Stress is often different from other English dialects: "open" [oˈpen], "forget" [ˈfoɾɡet]. Unstressed vowels are reduced only slightly, including function words such as "my", "to", "the" and "of", which is also affected by the hiatus repairs: "the age" is [ðəʔe:ʤ], compare BrE [ðieɪʤ].

== Morphosyntax ==
=== Verbal ===
Third person verbs often have zero marking: "he have", "she always complain". Plural existentials often employ "is" or 's": "there is the veterans", "it's a lot of rivers over here". Words such as "everyone" and "everybody" agree with plural subjects: "everyone are behaved".

Preterite and past participle are used similarly to American English, but their formation is different: usually there is no marking on the verb itself while the information about time is conveyed lexically: "they already break up", "when they were young, I need someone to help me".

In construction with an auxiliary "do", the preterite form of the main verb is often used: "we did saw it".

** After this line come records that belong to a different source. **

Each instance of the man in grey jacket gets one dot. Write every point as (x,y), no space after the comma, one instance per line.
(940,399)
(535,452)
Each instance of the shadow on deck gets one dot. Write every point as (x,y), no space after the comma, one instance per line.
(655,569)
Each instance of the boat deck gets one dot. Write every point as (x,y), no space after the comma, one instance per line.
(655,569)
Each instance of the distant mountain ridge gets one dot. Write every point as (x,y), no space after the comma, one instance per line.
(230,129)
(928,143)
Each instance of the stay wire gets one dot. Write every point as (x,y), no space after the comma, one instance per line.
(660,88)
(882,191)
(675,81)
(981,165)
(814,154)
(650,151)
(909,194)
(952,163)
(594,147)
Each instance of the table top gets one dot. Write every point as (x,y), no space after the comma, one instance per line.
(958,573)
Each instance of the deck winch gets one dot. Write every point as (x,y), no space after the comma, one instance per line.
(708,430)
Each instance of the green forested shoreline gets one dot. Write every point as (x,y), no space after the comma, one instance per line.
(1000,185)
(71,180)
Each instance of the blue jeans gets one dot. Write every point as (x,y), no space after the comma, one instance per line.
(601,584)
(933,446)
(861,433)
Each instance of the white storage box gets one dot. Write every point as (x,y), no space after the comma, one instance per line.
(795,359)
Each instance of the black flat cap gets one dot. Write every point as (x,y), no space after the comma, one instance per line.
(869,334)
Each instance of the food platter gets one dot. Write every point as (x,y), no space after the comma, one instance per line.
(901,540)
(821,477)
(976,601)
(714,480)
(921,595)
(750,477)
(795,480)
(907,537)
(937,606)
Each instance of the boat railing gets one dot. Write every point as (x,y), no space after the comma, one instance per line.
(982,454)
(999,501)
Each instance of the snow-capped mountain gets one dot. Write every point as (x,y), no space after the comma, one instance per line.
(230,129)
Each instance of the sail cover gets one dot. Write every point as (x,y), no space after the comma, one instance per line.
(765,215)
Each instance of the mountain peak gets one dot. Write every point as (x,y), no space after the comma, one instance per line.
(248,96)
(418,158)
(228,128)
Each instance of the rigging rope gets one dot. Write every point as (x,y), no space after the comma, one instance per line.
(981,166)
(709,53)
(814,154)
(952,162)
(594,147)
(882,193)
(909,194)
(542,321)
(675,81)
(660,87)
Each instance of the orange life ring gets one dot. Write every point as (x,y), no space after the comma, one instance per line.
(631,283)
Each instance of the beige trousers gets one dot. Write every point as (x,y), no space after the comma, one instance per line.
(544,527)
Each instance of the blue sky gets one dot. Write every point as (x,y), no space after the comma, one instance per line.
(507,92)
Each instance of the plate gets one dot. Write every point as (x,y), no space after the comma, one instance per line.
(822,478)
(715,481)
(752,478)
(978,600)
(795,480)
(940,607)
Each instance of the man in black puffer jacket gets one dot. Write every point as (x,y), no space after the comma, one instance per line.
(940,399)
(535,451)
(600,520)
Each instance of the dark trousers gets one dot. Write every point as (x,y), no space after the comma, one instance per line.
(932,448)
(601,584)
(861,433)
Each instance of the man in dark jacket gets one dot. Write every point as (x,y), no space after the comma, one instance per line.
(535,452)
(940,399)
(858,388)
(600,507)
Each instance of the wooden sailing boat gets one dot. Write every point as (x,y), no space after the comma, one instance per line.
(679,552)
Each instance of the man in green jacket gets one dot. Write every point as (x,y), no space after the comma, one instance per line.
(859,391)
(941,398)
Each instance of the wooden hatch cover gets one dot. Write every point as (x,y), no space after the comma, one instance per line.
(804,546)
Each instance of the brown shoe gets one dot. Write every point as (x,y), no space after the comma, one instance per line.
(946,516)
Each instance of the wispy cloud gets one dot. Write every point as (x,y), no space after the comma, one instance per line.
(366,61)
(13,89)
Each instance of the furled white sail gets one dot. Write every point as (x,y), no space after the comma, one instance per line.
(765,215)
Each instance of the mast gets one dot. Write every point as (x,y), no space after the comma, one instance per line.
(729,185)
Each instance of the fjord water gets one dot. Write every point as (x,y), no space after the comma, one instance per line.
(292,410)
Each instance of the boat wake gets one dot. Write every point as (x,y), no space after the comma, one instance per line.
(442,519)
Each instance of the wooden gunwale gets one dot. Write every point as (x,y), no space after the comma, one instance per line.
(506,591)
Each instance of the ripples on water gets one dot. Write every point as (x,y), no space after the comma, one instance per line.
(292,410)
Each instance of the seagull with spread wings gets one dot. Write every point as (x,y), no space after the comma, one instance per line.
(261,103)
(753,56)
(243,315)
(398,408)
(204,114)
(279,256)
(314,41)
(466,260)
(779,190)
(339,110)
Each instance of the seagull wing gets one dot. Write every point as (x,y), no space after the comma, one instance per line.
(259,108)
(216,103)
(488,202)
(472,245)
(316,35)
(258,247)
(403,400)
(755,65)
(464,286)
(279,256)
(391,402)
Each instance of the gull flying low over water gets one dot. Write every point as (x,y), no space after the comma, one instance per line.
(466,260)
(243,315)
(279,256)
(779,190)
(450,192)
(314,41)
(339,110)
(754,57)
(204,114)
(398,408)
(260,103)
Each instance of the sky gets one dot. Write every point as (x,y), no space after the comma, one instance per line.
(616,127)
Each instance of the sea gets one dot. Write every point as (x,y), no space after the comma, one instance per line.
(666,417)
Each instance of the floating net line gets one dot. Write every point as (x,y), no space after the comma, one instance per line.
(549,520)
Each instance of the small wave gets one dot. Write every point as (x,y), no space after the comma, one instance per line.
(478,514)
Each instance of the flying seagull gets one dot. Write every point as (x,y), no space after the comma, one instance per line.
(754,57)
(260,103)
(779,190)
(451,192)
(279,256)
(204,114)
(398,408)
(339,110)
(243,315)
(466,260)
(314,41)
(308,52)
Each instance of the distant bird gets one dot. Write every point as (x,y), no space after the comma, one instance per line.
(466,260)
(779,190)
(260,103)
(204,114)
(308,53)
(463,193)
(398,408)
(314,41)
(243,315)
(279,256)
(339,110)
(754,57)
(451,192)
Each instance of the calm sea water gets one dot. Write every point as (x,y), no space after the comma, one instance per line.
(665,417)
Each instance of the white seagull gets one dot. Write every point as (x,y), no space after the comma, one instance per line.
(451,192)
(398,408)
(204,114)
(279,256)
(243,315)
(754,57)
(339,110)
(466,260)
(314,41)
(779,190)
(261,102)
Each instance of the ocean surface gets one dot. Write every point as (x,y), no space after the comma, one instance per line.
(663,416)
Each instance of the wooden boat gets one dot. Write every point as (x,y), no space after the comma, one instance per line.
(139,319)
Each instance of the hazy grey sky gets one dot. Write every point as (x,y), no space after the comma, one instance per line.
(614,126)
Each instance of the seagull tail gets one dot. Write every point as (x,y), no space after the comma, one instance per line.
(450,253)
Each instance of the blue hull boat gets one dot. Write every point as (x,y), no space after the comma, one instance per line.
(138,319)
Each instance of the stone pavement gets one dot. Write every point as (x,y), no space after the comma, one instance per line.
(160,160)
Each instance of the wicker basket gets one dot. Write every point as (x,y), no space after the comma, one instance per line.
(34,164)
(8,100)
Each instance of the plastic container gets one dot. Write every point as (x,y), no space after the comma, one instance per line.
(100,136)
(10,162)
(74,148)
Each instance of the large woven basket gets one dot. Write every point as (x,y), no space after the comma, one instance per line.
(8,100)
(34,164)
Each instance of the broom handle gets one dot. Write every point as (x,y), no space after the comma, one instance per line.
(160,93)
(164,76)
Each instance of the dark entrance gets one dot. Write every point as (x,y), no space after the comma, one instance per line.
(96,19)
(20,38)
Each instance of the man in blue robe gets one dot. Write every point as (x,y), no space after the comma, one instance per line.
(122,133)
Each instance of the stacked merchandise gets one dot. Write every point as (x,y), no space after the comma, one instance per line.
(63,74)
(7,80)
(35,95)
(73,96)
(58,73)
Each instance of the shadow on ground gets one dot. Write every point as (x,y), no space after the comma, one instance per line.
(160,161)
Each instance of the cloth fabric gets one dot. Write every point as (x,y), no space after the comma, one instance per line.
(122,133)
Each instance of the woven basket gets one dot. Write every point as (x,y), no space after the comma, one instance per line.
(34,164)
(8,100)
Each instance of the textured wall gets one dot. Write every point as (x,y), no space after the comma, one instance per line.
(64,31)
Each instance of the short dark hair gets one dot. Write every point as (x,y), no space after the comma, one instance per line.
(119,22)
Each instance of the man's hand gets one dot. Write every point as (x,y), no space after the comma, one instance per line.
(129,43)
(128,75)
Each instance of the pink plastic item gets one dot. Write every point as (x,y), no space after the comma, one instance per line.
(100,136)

Double negative is very rare.

The choice of verbal prepositions and verb valency are often different from major English dialects: "I get really pissed off her"; "he wanted to go Guam".

=== Nominal ===
The formation of plural nouns is highly variable with zero marking, especially after a lexically or morphologically plural word ("two hot tea"), usage of nouns that are plural in most other varieties as singular ones ("You want sunglass, I'll buy you one") and assigning plural marking to mass nouns ("fishing gears"). The word "much" is often used with count nouns while the indefinite article can precede plural nouns ("she cannot have a children").

=== Other ===
Palauan English is omitting pronouns more than most other varieties: "that's her... want to be perfect... want to do everything just right".

When comparing two things, Palauan English speakers often use double marking: the adjective receives the required suffix and an adverb: "they know more better".

Questions can be formed without the wh-movement: "where our governor is hiding?"

The usage of definite and indefinite articles is different from the Inner Circle varieties: "I saw my mother sitting on the bench outside with the blood on the dress", "I don't want my candidate to lose election". The Palauan hiatus repair strategy also results in an absence of allomorphic forms of the articles: "he's an old man".

== Vocabulary ==
Palauan English has many loanwords from Palauan ("ollei", a particle denoting emphasis and exclamation), Tagalog and Japanese ("komeng" for "sorry", from Japanese ごめん gomen), including the use of English words as translations of local cultural borrowings: "a custom" means a cultural obligation to help community members; it was first borrowed from Japanese shūkan (習慣) into Palauan as "siukang" and then translated into English.